As a reminder, these numbers are landing amid some renewed concern over the integrity of Chinese data, with a nationwide audit of city and county governments last year finding a slew inflated fiscal revenues.

The last couple of months have seen upside surprises for Chinese data…

Before the data release, an official at the National Development and Reform Commission, China's top economic planner, said GDP rose 6.9% in 2017, according to financial information website Hexun.com.

And the data deluge tonight printed as follows…

  • China GDP YoY BEAT: +6.8% vs +6.7% exp (+6.8% prior)
  • China Industrial Production YoY BEAT: +6.2% vs +6.1% exp (+6.1% prior)
  • China Retail Sales YoY MISS: +9.4% vs +10.2%% exp (+10.2% prior) – lowest since Feb 04
  • China Fixed Assets Investment YoY BEAT +7.2% vs +7.1% exp (+7.2% prior)
  • Visually…the trend is clear…

    Offshore Yuan has trod water for the last 3 days, albeit with some volatility within that range…

    Chinese stocks have been divergent in the last few days but overnight saw a panic bid rip through CHINEXT (China's small caps and tech index) as crypto-carnage sent many stocks limit down but The National Team appeared to have other ideas…

    Stocks in Hong Kong, which have been strong all day, are taking a bit of a leg up after the dat, led by banks.

    Notably, PBOC pumps in net 90b yuan through reverse-repurchase operations, taking total injections since Jan. 11 to 720b yuan.. which might help explain the rebound.

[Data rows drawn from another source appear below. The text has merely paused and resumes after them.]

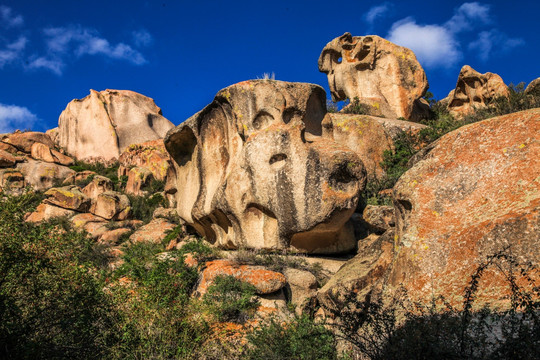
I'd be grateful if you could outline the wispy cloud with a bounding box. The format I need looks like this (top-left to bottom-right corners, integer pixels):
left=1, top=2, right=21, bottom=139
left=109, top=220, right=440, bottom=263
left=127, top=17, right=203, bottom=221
left=469, top=29, right=525, bottom=62
left=28, top=26, right=150, bottom=75
left=0, top=104, right=38, bottom=133
left=0, top=5, right=24, bottom=28
left=132, top=29, right=154, bottom=47
left=362, top=2, right=392, bottom=32
left=387, top=2, right=524, bottom=68
left=0, top=36, right=28, bottom=69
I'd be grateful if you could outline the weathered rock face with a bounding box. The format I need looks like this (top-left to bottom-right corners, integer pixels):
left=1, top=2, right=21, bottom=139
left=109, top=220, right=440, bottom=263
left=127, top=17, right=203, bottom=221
left=118, top=139, right=170, bottom=180
left=319, top=33, right=428, bottom=120
left=442, top=65, right=508, bottom=118
left=17, top=160, right=75, bottom=191
left=165, top=80, right=366, bottom=253
left=58, top=90, right=174, bottom=160
left=389, top=109, right=540, bottom=305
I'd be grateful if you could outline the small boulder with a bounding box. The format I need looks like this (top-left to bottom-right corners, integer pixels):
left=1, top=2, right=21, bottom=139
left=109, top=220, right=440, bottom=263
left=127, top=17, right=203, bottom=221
left=43, top=185, right=90, bottom=212
left=82, top=175, right=114, bottom=201
left=129, top=218, right=176, bottom=243
left=197, top=260, right=287, bottom=295
left=24, top=203, right=76, bottom=223
left=2, top=131, right=54, bottom=154
left=90, top=191, right=131, bottom=220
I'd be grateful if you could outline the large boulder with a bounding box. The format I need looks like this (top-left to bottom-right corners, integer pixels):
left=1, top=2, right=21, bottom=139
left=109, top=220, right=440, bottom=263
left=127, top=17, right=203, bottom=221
left=442, top=65, right=509, bottom=118
left=319, top=33, right=428, bottom=120
left=58, top=90, right=174, bottom=160
left=165, top=80, right=366, bottom=253
left=17, top=159, right=75, bottom=191
left=118, top=139, right=170, bottom=180
left=388, top=109, right=540, bottom=305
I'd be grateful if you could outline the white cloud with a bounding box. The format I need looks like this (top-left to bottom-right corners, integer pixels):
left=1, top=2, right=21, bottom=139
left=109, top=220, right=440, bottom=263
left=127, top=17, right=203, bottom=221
left=0, top=104, right=38, bottom=133
left=363, top=2, right=392, bottom=32
left=469, top=29, right=525, bottom=61
left=0, top=36, right=28, bottom=69
left=387, top=2, right=524, bottom=68
left=132, top=29, right=154, bottom=47
left=387, top=18, right=461, bottom=67
left=0, top=6, right=24, bottom=28
left=28, top=26, right=147, bottom=75
left=444, top=2, right=491, bottom=33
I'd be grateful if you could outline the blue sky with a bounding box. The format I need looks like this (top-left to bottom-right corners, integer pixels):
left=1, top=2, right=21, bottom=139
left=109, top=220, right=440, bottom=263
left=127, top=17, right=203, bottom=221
left=0, top=0, right=540, bottom=133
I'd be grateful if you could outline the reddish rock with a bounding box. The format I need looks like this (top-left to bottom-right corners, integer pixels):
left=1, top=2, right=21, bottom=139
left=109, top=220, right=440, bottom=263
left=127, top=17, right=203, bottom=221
left=24, top=204, right=76, bottom=223
left=2, top=131, right=54, bottom=154
left=0, top=150, right=17, bottom=168
left=389, top=109, right=540, bottom=305
left=44, top=185, right=90, bottom=212
left=197, top=260, right=287, bottom=295
left=118, top=139, right=170, bottom=180
left=129, top=218, right=176, bottom=243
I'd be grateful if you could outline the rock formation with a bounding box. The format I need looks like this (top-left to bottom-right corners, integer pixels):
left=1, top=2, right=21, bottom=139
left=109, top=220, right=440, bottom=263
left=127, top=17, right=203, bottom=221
left=165, top=80, right=366, bottom=253
left=319, top=33, right=428, bottom=120
left=389, top=109, right=540, bottom=304
left=442, top=65, right=508, bottom=118
left=58, top=90, right=174, bottom=160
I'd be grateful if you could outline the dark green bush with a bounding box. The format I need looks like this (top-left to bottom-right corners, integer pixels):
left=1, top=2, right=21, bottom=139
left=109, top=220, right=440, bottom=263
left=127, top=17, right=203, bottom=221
left=246, top=316, right=338, bottom=360
left=204, top=275, right=259, bottom=323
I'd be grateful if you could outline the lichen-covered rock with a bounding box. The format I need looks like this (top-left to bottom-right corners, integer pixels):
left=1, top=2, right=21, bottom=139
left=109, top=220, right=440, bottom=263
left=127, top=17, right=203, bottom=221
left=442, top=65, right=509, bottom=118
left=2, top=131, right=54, bottom=154
left=82, top=175, right=114, bottom=201
left=0, top=169, right=26, bottom=195
left=0, top=150, right=17, bottom=168
left=58, top=90, right=174, bottom=160
left=118, top=139, right=170, bottom=180
left=90, top=191, right=131, bottom=220
left=125, top=166, right=154, bottom=196
left=17, top=159, right=75, bottom=191
left=165, top=80, right=366, bottom=253
left=24, top=203, right=76, bottom=223
left=196, top=260, right=287, bottom=295
left=30, top=142, right=75, bottom=166
left=44, top=185, right=90, bottom=212
left=389, top=109, right=540, bottom=306
left=319, top=33, right=428, bottom=120
left=129, top=218, right=176, bottom=244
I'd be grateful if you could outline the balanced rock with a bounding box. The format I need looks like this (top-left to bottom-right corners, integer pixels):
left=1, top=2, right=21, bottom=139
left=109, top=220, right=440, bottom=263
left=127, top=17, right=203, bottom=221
left=118, top=139, right=170, bottom=180
left=58, top=90, right=174, bottom=161
left=165, top=80, right=366, bottom=253
left=90, top=191, right=131, bottom=220
left=44, top=185, right=90, bottom=212
left=319, top=33, right=428, bottom=120
left=388, top=109, right=540, bottom=306
left=442, top=65, right=509, bottom=118
left=17, top=159, right=75, bottom=191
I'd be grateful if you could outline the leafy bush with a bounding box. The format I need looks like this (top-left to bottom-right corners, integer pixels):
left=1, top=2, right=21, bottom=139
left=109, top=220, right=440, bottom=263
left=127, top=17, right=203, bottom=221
left=204, top=275, right=259, bottom=323
left=245, top=316, right=337, bottom=360
left=0, top=193, right=117, bottom=359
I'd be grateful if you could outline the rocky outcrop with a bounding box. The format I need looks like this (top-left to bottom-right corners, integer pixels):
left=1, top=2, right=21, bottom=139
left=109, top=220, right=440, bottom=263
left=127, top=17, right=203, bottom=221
left=319, top=33, right=428, bottom=120
left=17, top=159, right=75, bottom=191
left=388, top=109, right=540, bottom=305
left=58, top=90, right=174, bottom=160
left=441, top=65, right=508, bottom=118
left=118, top=139, right=170, bottom=180
left=196, top=260, right=287, bottom=295
left=165, top=80, right=366, bottom=253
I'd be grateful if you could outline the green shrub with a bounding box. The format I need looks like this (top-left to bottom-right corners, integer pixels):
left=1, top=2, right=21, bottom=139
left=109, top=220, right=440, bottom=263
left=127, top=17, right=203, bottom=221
left=245, top=316, right=338, bottom=360
left=204, top=275, right=259, bottom=323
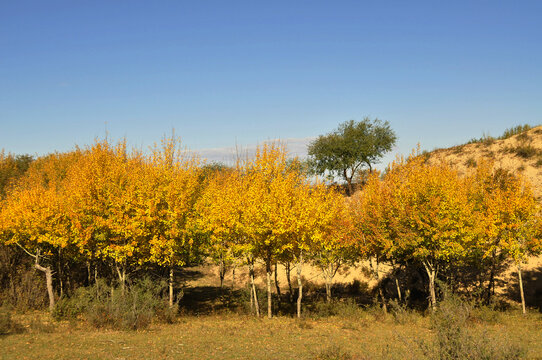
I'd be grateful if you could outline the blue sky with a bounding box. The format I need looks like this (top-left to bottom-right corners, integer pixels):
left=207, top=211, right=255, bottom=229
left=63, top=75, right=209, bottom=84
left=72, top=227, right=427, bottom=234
left=0, top=0, right=542, bottom=166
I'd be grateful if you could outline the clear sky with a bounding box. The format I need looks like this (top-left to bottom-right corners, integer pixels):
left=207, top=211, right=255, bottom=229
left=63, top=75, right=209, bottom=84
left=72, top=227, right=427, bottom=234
left=0, top=0, right=542, bottom=166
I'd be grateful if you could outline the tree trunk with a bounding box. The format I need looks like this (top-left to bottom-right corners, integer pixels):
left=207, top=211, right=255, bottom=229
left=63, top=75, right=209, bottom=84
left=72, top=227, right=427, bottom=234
left=517, top=262, right=527, bottom=314
left=231, top=265, right=235, bottom=290
left=369, top=258, right=388, bottom=313
left=486, top=260, right=495, bottom=305
left=423, top=261, right=437, bottom=311
left=57, top=255, right=64, bottom=297
left=169, top=266, right=173, bottom=308
left=87, top=261, right=92, bottom=286
left=286, top=261, right=294, bottom=304
left=343, top=169, right=354, bottom=196
left=115, top=264, right=126, bottom=296
left=395, top=274, right=403, bottom=302
left=297, top=254, right=303, bottom=318
left=275, top=262, right=282, bottom=304
left=34, top=263, right=55, bottom=311
left=266, top=261, right=273, bottom=319
left=218, top=256, right=226, bottom=289
left=248, top=259, right=260, bottom=317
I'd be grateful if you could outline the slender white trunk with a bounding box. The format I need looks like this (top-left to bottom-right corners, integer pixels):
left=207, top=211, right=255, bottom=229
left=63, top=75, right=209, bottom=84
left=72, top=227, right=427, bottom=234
left=423, top=261, right=437, bottom=311
left=297, top=254, right=303, bottom=318
left=248, top=259, right=260, bottom=317
left=116, top=264, right=126, bottom=296
left=34, top=263, right=55, bottom=311
left=267, top=265, right=273, bottom=319
left=169, top=266, right=173, bottom=307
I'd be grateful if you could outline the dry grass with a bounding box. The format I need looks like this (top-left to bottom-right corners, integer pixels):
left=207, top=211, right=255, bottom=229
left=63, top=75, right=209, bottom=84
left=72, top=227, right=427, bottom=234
left=0, top=312, right=542, bottom=359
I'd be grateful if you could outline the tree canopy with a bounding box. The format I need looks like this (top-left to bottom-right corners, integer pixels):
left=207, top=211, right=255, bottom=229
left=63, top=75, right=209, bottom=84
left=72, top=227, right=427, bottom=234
left=308, top=117, right=397, bottom=194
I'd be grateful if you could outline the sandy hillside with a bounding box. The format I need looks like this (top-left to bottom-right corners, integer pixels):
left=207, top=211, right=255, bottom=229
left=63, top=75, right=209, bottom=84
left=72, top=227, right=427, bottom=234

    Finally, now that we have all the data in from 2017, Bloomberg's Chris Anstey reminds us that the consensus forecast of economists surveyed by Bloomberg is for a 2018 growth rate of 6.4%. To get there, it means we'll need to see a step down in the monthly data for China to decelerate somewhat. Assuming that exports and consumption continue to expand rapidly, that puts the onus on the slowdown potentially on production and investment.